Un mensaje en un grupo de amigos y el listado de efectos secundarios que reunió la revisión de Iffland y Grotenhermen de 2017 [1] no son la misma clase de información. El primero cuenta una tarde concreta, con su hora y su contexto. El segundo anota lo que un equipo investigador apuntó dentro de un protocolo, con la población y las cantidades escritas al lado.
La pregunta sobre el cannabidiol y el cansancio vive justo en ese hueco. Hay algo publicado. Es menos de lo que suele suponerse.
Una lista corta: lo que consta y los huecos que deja
- La fuente. La revisión firmada por Iffland y Grotenhermen en 2017 reunió datos clínicos de cannabidiol y dejó el cansancio escrito entre los efectos secundarios registrados [1].
- El alcance. Eso, y solo eso. Una entrada en un listado, sin porcentaje al lado y sin ejemplos que la desarrollen [1].
- El mecanismo. No aparece. La revisión no propone ninguna explicación fisiológica para esa observación [1].
- La cantidad de aparición. Tampoco consta. No hay una cifra a partir de la cual esa observación quede documentada [1].
- La frecuencia fuera del estudio. Sin dato. Lo registrado vale para las condiciones en que se registró [1].
- Qué significa entonces. Población definida, cantidad definida, condiciones definidas, y observaciones que los investigadores recogen a partir de lo que declaran los participantes [1].
- El traslado. No existe una cifra de frecuencia aplicable a contextos cotidianos [1].
- Por qué cuesta comparar. Entre estudios cambian las poblaciones, las cantidades, las duraciones y los grupos de comparación [1].
- Lo que sostiene el conjunto. Un apunte comprobable y varios huecos declarados por la propia fuente. Con eso se describe lo publicado; más allá empieza la suposición.
Lo que rodea a una observación anotada
Un efecto secundario registrado dentro de un estudio no es un pronóstico. Es una observación con condiciones pegadas: una población definida, una cantidad definida y unas condiciones definidas, y dentro de ese marco los investigadores recogen lo que los participantes declaran [1]. El cansancio entró en el listado de 2017 por esa vía [1].
De ahí salen dos lecturas que conviene no mezclar. Una: alguien lo declaró y quedó escrito. Otra: eso ocurre con tal frecuencia en la vida diaria. La segunda no está en el texto. La revisión de Iffland y Grotenhermen no ofrece cifra de frecuencia para contextos cotidianos [1], y tampoco explica por qué apareció esa observación, porque el mecanismo no figura [1]. Ni la cantidad a la que empieza a documentarse [1].
También conviene ver de dónde sale el dato. No de una balanza ni de una muestra de sangre. Sale de lo que una persona dice y otra apunta en su hoja de registro [1].
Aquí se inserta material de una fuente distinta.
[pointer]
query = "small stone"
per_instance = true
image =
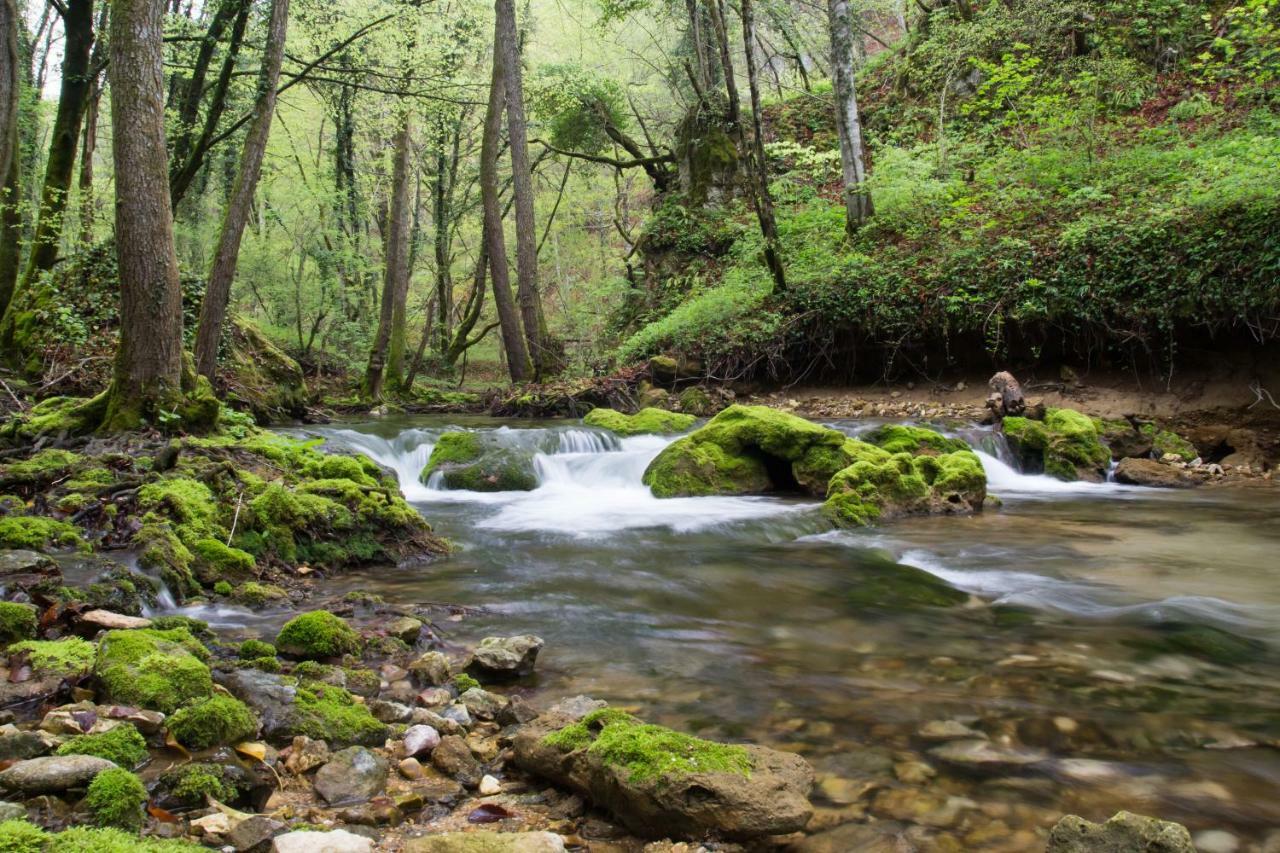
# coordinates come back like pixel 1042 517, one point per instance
pixel 312 842
pixel 352 775
pixel 411 769
pixel 419 739
pixel 53 774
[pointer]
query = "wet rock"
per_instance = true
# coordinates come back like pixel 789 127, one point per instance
pixel 1148 471
pixel 1124 833
pixel 982 756
pixel 432 669
pixel 311 842
pixel 506 657
pixel 453 757
pixel 254 833
pixel 487 843
pixel 419 739
pixel 743 792
pixel 352 775
pixel 51 774
pixel 481 703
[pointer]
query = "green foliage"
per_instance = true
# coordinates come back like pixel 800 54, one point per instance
pixel 115 798
pixel 318 634
pixel 122 746
pixel 213 721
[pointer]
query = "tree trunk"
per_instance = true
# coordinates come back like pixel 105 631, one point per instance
pixel 522 181
pixel 402 211
pixel 147 379
pixel 763 199
pixel 394 277
pixel 496 242
pixel 858 201
pixel 213 310
pixel 78 42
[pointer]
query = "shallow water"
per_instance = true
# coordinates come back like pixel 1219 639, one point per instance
pixel 731 616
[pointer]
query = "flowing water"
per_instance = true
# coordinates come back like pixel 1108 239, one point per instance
pixel 735 617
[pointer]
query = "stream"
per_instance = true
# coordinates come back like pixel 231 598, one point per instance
pixel 734 617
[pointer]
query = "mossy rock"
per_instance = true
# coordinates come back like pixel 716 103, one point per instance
pixel 1065 445
pixel 471 463
pixel 152 669
pixel 647 422
pixel 888 585
pixel 883 486
pixel 213 721
pixel 122 746
pixel 17 623
pixel 749 450
pixel 316 635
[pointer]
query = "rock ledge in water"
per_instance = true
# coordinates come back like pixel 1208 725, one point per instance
pixel 666 784
pixel 1124 833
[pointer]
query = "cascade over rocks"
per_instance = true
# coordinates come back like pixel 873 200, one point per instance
pixel 664 784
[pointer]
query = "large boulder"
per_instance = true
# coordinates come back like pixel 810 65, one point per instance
pixel 476 463
pixel 1065 445
pixel 1148 471
pixel 1124 833
pixel 750 450
pixel 647 422
pixel 666 784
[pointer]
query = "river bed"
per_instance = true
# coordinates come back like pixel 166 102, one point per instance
pixel 735 617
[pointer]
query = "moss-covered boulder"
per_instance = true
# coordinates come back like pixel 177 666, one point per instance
pixel 152 669
pixel 1065 445
pixel 647 422
pixel 749 450
pixel 667 784
pixel 476 463
pixel 318 635
pixel 881 486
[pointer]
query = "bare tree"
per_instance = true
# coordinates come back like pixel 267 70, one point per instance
pixel 213 310
pixel 858 201
pixel 147 378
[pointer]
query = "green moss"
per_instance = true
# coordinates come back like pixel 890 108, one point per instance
pixel 123 746
pixel 257 594
pixel 115 798
pixel 648 753
pixel 901 438
pixel 37 533
pixel 213 721
pixel 152 669
pixel 216 561
pixel 332 714
pixel 252 648
pixel 318 634
pixel 17 623
pixel 40 469
pixel 1065 445
pixel 462 683
pixel 21 836
pixel 647 422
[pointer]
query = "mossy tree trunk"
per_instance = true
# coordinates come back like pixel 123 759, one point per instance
pixel 858 201
pixel 496 242
pixel 147 379
pixel 213 309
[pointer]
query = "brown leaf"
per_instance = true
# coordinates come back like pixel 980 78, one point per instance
pixel 488 813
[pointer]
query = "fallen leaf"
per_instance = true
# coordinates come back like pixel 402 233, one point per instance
pixel 488 813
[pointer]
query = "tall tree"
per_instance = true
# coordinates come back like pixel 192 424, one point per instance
pixel 849 128
pixel 507 41
pixel 760 172
pixel 64 140
pixel 496 242
pixel 213 310
pixel 147 378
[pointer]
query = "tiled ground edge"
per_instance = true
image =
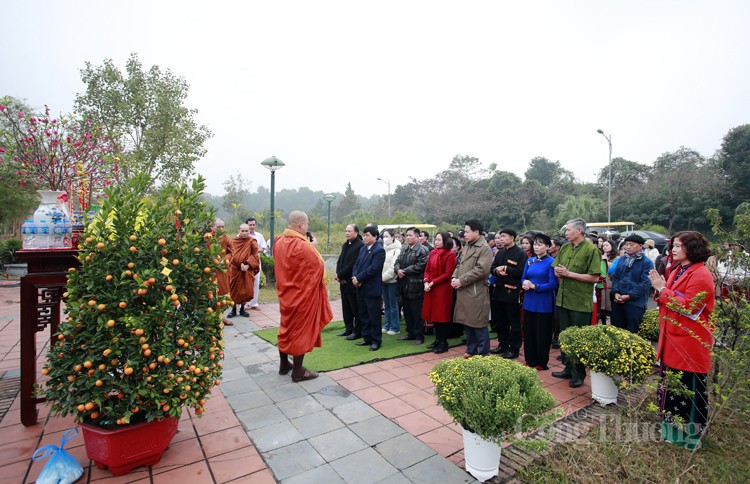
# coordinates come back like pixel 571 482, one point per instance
pixel 567 429
pixel 9 388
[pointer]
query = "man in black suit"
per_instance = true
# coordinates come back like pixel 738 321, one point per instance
pixel 367 277
pixel 506 305
pixel 344 266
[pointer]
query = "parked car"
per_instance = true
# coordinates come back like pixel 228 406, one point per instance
pixel 660 240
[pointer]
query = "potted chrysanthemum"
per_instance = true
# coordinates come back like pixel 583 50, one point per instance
pixel 616 357
pixel 491 398
pixel 143 333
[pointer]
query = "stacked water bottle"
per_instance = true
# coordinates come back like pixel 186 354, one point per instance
pixel 41 233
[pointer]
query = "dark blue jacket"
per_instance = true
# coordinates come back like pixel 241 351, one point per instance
pixel 542 275
pixel 368 270
pixel 632 279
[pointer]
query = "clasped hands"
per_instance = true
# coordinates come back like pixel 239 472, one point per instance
pixel 657 280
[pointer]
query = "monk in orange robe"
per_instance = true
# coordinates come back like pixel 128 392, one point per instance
pixel 303 298
pixel 245 264
pixel 222 277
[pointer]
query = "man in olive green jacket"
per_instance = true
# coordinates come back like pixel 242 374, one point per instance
pixel 472 296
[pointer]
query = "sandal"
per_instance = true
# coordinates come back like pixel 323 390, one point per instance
pixel 309 375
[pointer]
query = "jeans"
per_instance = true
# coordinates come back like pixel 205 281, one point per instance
pixel 477 341
pixel 390 300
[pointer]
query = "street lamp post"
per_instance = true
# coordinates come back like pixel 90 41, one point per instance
pixel 329 197
pixel 609 177
pixel 388 182
pixel 272 164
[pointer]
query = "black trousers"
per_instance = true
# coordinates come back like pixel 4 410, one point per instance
pixel 413 318
pixel 506 317
pixel 537 337
pixel 369 319
pixel 349 308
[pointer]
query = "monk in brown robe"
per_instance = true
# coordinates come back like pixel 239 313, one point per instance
pixel 245 264
pixel 222 277
pixel 303 298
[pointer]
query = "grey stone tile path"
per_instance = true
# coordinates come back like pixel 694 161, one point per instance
pixel 317 431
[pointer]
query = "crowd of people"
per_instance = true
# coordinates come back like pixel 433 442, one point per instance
pixel 526 289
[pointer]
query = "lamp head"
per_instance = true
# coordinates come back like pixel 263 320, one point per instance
pixel 272 163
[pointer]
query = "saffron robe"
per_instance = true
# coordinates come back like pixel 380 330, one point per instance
pixel 303 298
pixel 244 251
pixel 222 278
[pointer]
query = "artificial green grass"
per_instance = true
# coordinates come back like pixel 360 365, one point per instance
pixel 338 352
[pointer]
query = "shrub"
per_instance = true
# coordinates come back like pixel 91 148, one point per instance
pixel 650 325
pixel 143 335
pixel 618 353
pixel 492 397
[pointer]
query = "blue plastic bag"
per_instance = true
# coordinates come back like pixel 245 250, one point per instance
pixel 62 468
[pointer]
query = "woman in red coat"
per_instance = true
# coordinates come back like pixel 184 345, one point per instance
pixel 686 301
pixel 438 293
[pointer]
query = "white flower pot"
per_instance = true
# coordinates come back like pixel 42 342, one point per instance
pixel 603 388
pixel 482 457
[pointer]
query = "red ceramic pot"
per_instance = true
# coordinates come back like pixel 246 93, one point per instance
pixel 128 447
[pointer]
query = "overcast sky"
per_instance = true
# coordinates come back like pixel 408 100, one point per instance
pixel 352 91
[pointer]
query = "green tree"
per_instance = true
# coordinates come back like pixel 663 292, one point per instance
pixel 675 184
pixel 17 199
pixel 543 170
pixel 734 160
pixel 237 188
pixel 581 206
pixel 145 112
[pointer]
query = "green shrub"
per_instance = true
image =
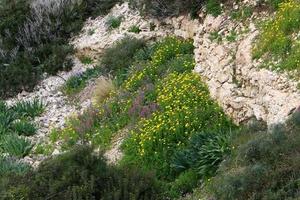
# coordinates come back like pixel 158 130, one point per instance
pixel 184 184
pixel 15 145
pixel 44 48
pixel 277 42
pixel 86 60
pixel 82 174
pixel 29 108
pixel 264 166
pixel 182 97
pixel 113 22
pixel 9 166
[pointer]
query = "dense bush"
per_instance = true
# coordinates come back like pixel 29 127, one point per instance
pixel 34 38
pixel 185 109
pixel 263 166
pixel 164 105
pixel 277 41
pixel 81 174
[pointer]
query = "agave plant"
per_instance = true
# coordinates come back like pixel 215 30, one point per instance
pixel 204 153
pixel 9 165
pixel 14 145
pixel 29 108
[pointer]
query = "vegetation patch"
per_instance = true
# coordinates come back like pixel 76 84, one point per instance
pixel 34 38
pixel 263 165
pixel 15 127
pixel 278 43
pixel 164 105
pixel 81 174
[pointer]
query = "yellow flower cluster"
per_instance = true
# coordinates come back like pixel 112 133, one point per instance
pixel 187 108
pixel 169 48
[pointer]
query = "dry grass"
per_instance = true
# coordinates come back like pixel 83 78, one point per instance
pixel 102 90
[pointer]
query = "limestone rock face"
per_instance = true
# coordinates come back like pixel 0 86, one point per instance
pixel 242 88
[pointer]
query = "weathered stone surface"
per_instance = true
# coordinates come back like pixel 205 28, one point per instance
pixel 234 79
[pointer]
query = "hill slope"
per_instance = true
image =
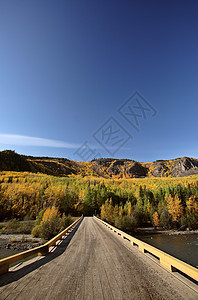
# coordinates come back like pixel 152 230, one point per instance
pixel 105 167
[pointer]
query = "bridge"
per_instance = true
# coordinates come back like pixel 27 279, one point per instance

Hay una razón más para no forzar el traslado. Entre un trabajo y otro se mueven las poblaciones, las cantidades, las duraciones y los grupos de comparación [1]. Cuatro variables cambiando a la vez. Comparar dos estudios así es comparar dos montajes distintos, no dos versiones del mismo experimento. Por eso una sola entrada en un listado de efectos secundarios sostiene una frase corta y no una explicación larga.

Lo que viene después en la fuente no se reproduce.